次の国政選挙は2016年に衆議院選挙が予定されています。次の国政選挙も前回と同じモデルで予測することができるのか、現在調査している段階です。本レポートは、そこからわかった興味深いことを3つご紹介します。
本題に入る前に、参議院選挙予測に使用した予測モデルについて、簡単に説明をします。検索数データをもとにしたインターネット上の注目度と得票率の相関をベースに、政党ごとに以下の2種類の補正をかけています。
- (1)政党ごとの注目度の得票へのつながりやすさ
- (2)政党ごとの注目度の選挙直前の盛り上がり度合い
(図1)予測モデルで用いた2つの補正
※公示中と公示前の期間を同じ日数に合わせて算出
(1)だけで補正したものが「相関モデル」、(1)と(2)で補正したものが「投影モデル」です。
1. インターネット上の注目度と得票率
そそもそも、インターネット上の注目度と得票率はいつも相関しているのか、過去5回の国政選挙を調べてみました(諸派を除く)。
(図2)のとおり、5回分の選挙をまとめてみたところ、注目度と得票率には高い相関がありました。また、各選挙でも同様に高い相関が見られました。この結果から、注目度による得票率の予測は、基本的に有効であると考えられます。

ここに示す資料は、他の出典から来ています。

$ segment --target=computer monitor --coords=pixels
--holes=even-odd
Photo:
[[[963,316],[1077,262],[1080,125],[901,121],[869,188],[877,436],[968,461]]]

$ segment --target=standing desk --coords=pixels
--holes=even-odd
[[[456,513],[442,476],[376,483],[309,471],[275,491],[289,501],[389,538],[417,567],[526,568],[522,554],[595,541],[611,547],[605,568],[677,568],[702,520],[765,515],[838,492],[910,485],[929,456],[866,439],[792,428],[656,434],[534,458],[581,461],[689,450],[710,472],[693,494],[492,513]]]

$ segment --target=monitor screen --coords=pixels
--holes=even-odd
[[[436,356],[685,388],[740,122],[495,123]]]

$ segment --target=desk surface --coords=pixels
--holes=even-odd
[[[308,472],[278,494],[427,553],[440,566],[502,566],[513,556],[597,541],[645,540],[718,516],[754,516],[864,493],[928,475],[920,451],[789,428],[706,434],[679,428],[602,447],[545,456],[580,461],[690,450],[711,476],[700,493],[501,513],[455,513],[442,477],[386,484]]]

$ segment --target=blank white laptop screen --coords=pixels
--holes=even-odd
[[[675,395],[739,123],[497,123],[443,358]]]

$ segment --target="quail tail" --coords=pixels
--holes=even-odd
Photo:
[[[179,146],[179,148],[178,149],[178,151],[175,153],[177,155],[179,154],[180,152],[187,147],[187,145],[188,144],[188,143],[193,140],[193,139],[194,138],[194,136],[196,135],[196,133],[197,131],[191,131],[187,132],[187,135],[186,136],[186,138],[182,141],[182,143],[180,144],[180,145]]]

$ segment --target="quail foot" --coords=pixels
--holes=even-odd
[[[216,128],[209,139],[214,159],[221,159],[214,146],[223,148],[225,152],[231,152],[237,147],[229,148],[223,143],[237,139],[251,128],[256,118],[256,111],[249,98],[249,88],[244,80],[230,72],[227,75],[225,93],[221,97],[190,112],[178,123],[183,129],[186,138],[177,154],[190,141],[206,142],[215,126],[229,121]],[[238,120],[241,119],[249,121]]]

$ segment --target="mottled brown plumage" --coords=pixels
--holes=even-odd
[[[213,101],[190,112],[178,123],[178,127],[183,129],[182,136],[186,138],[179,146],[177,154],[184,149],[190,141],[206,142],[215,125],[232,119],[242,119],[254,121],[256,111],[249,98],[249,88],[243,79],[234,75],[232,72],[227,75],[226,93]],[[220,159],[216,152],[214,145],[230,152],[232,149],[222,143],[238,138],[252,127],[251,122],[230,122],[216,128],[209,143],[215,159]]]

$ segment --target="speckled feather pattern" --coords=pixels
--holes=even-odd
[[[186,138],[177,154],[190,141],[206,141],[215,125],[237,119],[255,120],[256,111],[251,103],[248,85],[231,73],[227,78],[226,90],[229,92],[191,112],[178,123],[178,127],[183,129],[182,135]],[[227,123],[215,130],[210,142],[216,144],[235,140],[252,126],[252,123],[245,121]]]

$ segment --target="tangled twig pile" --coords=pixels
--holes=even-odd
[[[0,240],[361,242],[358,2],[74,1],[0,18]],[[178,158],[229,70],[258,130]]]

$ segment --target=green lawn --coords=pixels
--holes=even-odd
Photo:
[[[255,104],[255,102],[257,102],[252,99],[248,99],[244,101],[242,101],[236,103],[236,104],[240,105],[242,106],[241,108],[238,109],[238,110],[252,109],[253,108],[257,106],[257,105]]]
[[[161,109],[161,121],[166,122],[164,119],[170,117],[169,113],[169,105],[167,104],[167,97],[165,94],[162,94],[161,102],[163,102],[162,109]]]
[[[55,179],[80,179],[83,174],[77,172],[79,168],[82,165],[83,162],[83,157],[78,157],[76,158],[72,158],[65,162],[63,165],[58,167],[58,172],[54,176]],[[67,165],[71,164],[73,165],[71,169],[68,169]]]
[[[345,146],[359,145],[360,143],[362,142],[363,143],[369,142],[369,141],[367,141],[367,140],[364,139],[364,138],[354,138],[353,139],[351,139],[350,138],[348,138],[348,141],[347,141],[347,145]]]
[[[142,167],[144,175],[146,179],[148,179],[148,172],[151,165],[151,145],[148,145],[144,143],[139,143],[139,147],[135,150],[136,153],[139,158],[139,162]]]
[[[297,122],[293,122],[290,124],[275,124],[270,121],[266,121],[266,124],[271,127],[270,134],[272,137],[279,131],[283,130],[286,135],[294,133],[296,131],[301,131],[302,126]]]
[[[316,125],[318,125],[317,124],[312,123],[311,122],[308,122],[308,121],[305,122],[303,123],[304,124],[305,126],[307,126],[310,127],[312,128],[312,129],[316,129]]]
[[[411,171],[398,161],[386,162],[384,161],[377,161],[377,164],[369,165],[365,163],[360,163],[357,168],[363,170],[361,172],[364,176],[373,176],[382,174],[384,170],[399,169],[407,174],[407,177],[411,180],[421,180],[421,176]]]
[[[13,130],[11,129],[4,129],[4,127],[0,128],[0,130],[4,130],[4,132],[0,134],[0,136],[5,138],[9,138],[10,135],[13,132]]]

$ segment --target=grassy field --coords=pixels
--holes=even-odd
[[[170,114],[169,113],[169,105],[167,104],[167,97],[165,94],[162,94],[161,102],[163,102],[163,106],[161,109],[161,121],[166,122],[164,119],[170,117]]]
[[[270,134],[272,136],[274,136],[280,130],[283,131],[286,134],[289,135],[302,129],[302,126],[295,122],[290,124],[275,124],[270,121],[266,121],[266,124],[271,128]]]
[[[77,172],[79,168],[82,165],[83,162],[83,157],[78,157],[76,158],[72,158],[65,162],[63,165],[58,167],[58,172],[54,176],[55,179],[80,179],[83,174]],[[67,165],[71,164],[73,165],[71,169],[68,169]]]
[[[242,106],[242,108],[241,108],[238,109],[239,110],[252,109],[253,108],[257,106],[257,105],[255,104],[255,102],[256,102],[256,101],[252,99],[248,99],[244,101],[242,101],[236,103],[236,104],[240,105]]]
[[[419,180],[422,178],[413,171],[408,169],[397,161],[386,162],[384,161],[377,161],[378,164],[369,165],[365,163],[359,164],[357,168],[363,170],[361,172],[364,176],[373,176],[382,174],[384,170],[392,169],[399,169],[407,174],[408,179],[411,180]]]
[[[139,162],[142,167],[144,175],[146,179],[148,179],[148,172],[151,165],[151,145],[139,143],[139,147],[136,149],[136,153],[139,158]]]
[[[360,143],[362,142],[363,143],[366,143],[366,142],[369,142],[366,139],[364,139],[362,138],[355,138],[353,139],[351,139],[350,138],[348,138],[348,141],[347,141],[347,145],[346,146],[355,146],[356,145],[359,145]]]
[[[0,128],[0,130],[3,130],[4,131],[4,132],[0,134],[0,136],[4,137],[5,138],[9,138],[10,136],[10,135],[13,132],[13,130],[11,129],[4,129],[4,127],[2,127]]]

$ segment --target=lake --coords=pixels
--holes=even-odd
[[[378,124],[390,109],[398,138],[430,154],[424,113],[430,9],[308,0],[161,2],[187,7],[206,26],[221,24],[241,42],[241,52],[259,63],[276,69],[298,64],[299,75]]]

(図2)過去の国政選挙の政党別注目度と比例区得票率の相関
(%、2007年~2013年の5回分結果より)
- 資料:
- 「Yahoo!検索」データ(対象期間:公示期間)
2007年参院選、2009年衆院選、2010年参院選、2012年衆院選、2013年参院選の比例区得票数結果(諸派除く)
2. 注目度と得票率の政党別の特徴
注目度と得票率の相関は政党別でも同じように見られるのか調べてみると、ひとつ気づきがありました。(図3)のとおり、自民党や民主党では注目度が高いほど得票率も上がるのですが、公明党は、注目度の高低にかかわらず、衆院選で約12%、参院選で約14%と、得票率がほぼ一定であるというユニークな特徴がありました。これは、公明党が常に同じ数の票を得るというわけではなく、全投票者の中の公明党支持者の割合が一定ということを示しています。興味深い結果といえるでしょう。
(図3)過去の国政選挙の政党別注目度と比例区得票率
(%、ヨコ:注目度、タテ:得票率)
- 資料:
- 「Yahoo!検索」データ(対象期間:公示期間)
2007年参院選、2009年衆院選、2010年参院選、2012年衆院選、2013年参院選の比例区得票数結果(諸派除く)
3. 政党に吹く「風」の可視化
次に、政党ごとの注目度の「盛り上がり度(公示中の注目度÷公示前の注目度)」(図1参照)を調べました。(図4)は、自民党の2010年参院選と2013年参院選における注目度の日別変化を表したものです。それぞれの選挙で、注目度の盛り上がり度合いが違うことがわかります。
(図4)自由民主党の注目度
(2010年参院選と2013年参院選、注目度は公示17日前を1とした場合の指数)
- 資料:
- 「Yahoo!検索」データ
過去5回の国政選挙の盛り上がり度を政党別にまとめたものが、(図5)です。
(図5)選挙前の注目度の盛り上がり度の変化
(指数、2007年~2013年の5回分結果より)
- 資料:
- 「Yahoo!検索」データ
2007年参院選、2009年衆院選、2010年参院選、2012年衆院選、2013年参院選
基本的に、盛り上がり度はどの政党でも選挙ごとに波打っていることが見てとれます。しかも、その選挙で大勝した政党や注目された政党は盛り上がり度が高い傾向がわかりました。例えば、民主党政権が誕生した2009年衆院選では、自民党・民主党ともに大きく盛り上がっており、両党が激しくぶつかり合った選挙であったことがわかります。また、2013年参院選は、明らかに自民党のみが大きく盛り上がり、大勝した背景がうかがえます。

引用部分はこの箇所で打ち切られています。